Libya’ya harekat başlamadan önce İstanbul’daki bir panelde ‘Kaddafi benim kardeşimdir ve bu aile içi bir meseledir’ dediğini hatırlatan Öğün, şunları söyledi:
“Herkes kardeşini sevmek zorunda mı? Ama bu gerçeği de değiştirmez. Kaddafi benim hiç sevmediğimi bir kardeşimdir. Kaddafi’nin temsil ettiği şeylerle problemli olmak başka bir şeydir, Fransızın jet uçurması başka bir şeydir. Burada ortak bir tavır almak gerekiyor. Orta Doğu’da hiçbir şey değişmeyecektir. Rahatlıkla söylüyorum. Değişecekse de bunların tartışılacağı dili inşa etmeden mümkün değildir. Bu dil de bugün yoktur. Bugün bir Firavun’u indirirsiniz, yarın başka bir Firavun gelir. Bu hikayeden tarih değil, çevrim çıkar. Buradan yeni bir tarih çıkarmak istiyorsak iktidar ilişkilerini, tüm bağlantılarını, muhalefetiyle masaya yatırmak gerekir. Bu da iki büyük hikayenin içinde Orta Doğu’yu konuşmak gerektirir. Bunlar da devlet ve paradır. Yeni Orta Doğu çıkacaksa bu iki sütunun arasından çıkacaktır. Sermaye ile kozunu paylaşan bir tarih çıkacaktır. Onun için hiçbir şey ummayın. Mısır’da daha kepazelikler yaşanacak. Libya darma duman olacak. Tunus’tan hiç birşey çıkmayacak. Suriye’den ise büyük ihtimalle kan davası çıkacak. İran meselesi daha öne çıktıkça Bahreyn, Yemen, Suudi Arabistan’daki meseleler daha birincil hale gelecek. Orta Doğu’daki salıncaklanma devam edecektir”.

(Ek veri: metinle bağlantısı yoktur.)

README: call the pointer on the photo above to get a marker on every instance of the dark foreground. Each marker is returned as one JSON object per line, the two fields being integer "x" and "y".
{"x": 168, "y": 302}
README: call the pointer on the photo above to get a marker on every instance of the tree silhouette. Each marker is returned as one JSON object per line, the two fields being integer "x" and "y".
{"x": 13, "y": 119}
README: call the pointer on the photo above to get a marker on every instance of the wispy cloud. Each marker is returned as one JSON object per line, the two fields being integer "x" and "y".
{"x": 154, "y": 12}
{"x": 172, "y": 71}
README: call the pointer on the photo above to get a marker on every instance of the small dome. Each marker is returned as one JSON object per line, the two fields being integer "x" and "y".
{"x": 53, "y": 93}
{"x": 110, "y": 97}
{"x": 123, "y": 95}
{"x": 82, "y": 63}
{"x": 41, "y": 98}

Konuşmaların ardından Prof. Dr. Süleyman Seyfi Öğün, konuşmacıların sorularını cevapladı. Programın sonunda ise Vali Yardımcısı Ahmet Hamdi Usta, Bursa Kent Konseyi Genel Sekreteri Enes Battal Keskin ve Bursa Kent Konseyi Başkanı Mehmet Semih Pala tarafından konuşmacılara plaket verildi.